They had breakfast together, Ross and Eddy and the child. And the rabbit was there, too, propped up against the coffeepot; he was fed with spoonfuls of water, and he got pretty wet in the process.
It was an amazing meal. It seemed to Ross sometimes that he was still asleep, and this a dream—the little kitchen filled with that strange, pale light, the snow falling steadily outside, and the child beside him.
“Why did I say I’d look after her?” he thought, with a sort of wonder. “What’s the matter with me, anyhow?”
He didn’t know, and could not understand. He was hopelessly involved, now, in this sorry muddle, and he saw, very clearly, that every step had been taken deliberately, of his own free will. He could have got out, long ago, but—here he was. And he was committed now to an undertaking almost too fantastic, too preposterous to contemplate.

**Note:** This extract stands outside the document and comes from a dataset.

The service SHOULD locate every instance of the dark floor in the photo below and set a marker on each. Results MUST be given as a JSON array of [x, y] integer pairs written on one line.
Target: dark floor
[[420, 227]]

Yet he did not regret it. Just as, in a shipwreck, he would have given his life for a tiny creature like this, so was he obliged now to offer it his protection. Eddy said she had nobody in the world. Very well, then; he had to stop, to turn aside from his own affairs, and lend a hand to this forlorn little fellow traveler. He had to do it.
“More!” said the child, briskly.
“More what?” asked Ross.
“More—evvysing!” she cried, bouncing up and down perilously upon the telephone directories he had piled on her chair. “More evvysing!”
“Give her some cawfee,” suggested Eddy.
“No,” said Ross. “Too young. They only have milk—things like that.”